November 9, 1989, was the most significant historical moment since the end of the Second World War. Indeed, it is easy to argue that that was the date on which WWII really ended, as the division of Germany and the Soviet occupation of Central Europe meant that hostilities never really ceased. I would go further than that, and say that the fall of the Berlin Wall marked the close of "Modern European History." From the Thirty Years War (1618-1648) until 1989 a series of powerful states sought dominion over Europe: first France, then Germany, and finally Russia. That story, one of great tyrannies opposed by alliances led by Great Britain and later the United States, lasted more than three hundred and fifty years. Barring some unforeseen event, such as the resurgence of Russia, it ended twenty years ago.
It ended in a way that might make one believe in God's grace. No final war had to be fought. No fresh millions had to perish. A lot of keyboards have been worn down with arguments over who gets the credit. But this doesn't look to me like a difficult question. Credit has to be divided by three. First of all one has to give credit to the Eastern Block for more or less deciding to commit suicide. A massive and rather sudden loss of confidence seized all the Warsaw Pact governments, including the Soviet Union, rendering them unable to bring any of their terrible power bear even for self-preservation.
The greatest credit has to go to the peoples of East Germany, Poland, and other Middle European nations, for seizing the moment.
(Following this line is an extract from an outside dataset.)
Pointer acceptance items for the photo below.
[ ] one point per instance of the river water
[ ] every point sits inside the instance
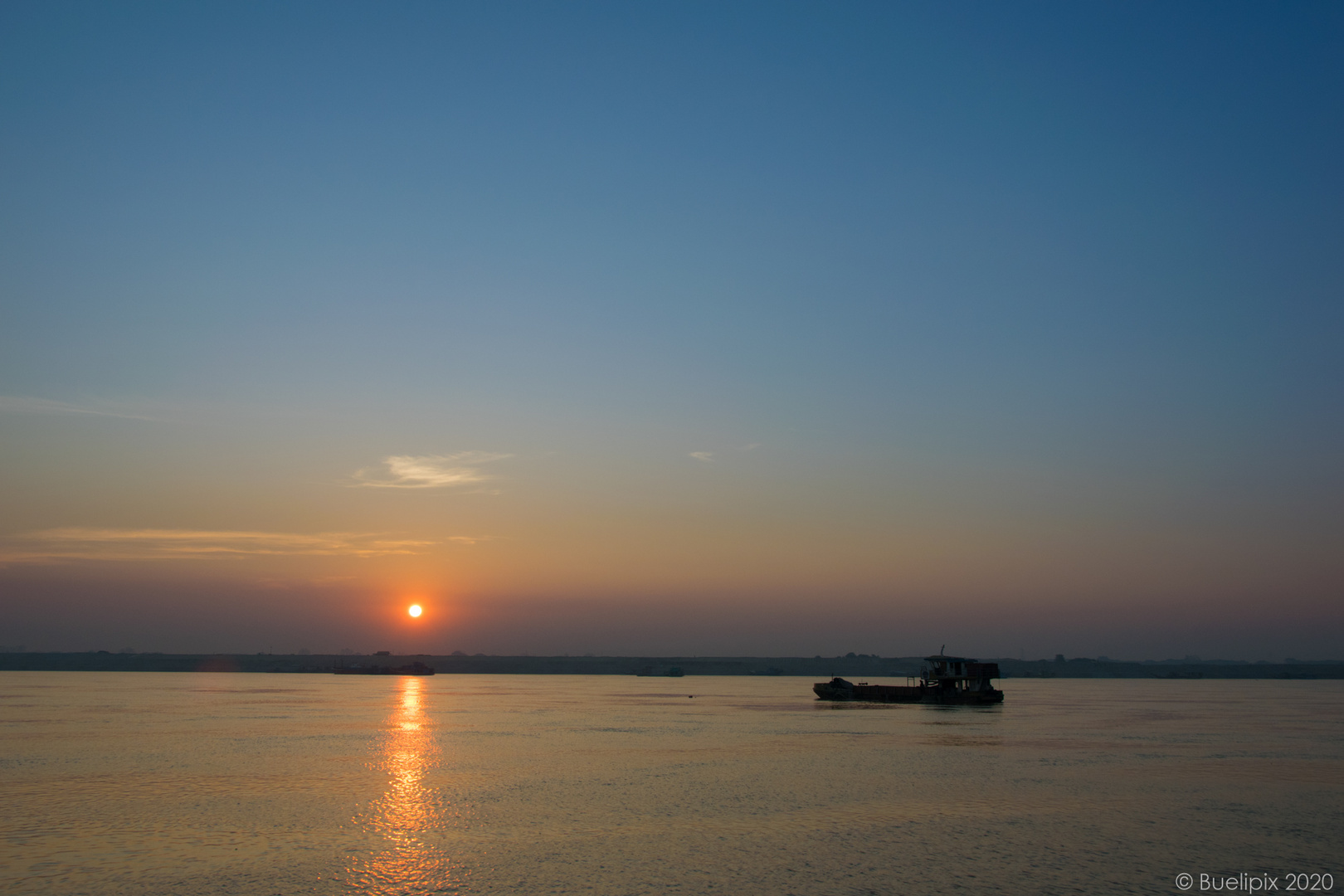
(272, 783)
When Hungary allowed Germans to flow through its borders to the West, and the tyrants failed to stop it, other crowds of Germans showed up at the Berlin Wall and began to manually dismantle it. Shocked security guards called their masters repeatedly, but no orders were issued. Thus did the most ordinary people, armed only with hammers, put an end to one of the most repressive and spiritually impoverished regimes.
Finally credit has to go the United States, and to Ronald Reagan in particular. No, Reagan did not destroy Leninism by calling on Mr. Gorbachev to "tear down this wall." He did it by building up American military power and so compelling the Soviets to try to match him. They couldn't, and trying broke their bank. He did it by putting American short range nuclear forces into Europe to match a similar move by the Soviets, and remaining steadfast against a fierce campaign by the Left in Europe and America to stop the West from acting. In the face of that act of will, Gorbachev backed down and found the ground sliding out from under him. Reagan's portion of the credit has also to be shared with Margret Thatcher, Helmut Kohl, and François Mitterrand. But the United States protected Western Europe against the Soviet threat for forty five years, and so the final victory was very much our victory.
Well, some of the heirs of Reagan's great allies, along with a representative of the losing side, gathered in Berlin this week to celebrate the moment. From the Voice of American News:
Representatives from East and West were on hand - from former Soviet leader Mikhail Gorbachev and Polish labor leader and later president, Lech Walesa, to current Russian President Dmitri Medvedev, French President Nicolas Sarkozy and British Prime Minister Gordon Brown.
What about Ronald Reagan's heir in the White House? Well…
U.S. Secretary of State Hillary Clinton represented the United States and President Barrack Obama made a surprise video appearance.
A surprise video appearance. This is a President who can find time to travel to Copenhagen to personally lobby the International Olympic Committee on behalf of the City of Chicago. He is going to make it to Norway to accept his Nobel Prize. As for celebrating one of the greatest victories of the greatest alliance in Western history, that wasn't on his agenda.
It is possible, of course, that the President doesn't consider 1989 to be important. A victory of free peoples, supported by great democracies, just doesn't float his boat. Unfortunately, the only more charitable interpretation of his absence is that he is merely shallow. Perhaps, as Tony Harnden put it in the London Telegraph, he didn't go to Berlin because "it wasn't enough about him." After all, he has been to Berlin.
Surprisingly enough, it's President Barack Obama, who found time last year to give a campaign speech there last year, which Der Spiegel summed up as "People of the World, Look at Me". This time, Der Spiegel has reported it as "Barack Too Busy".
The United States stood for a century against the world's greatest tyrannies. Our current President is uninterested in that legacy. That might matter.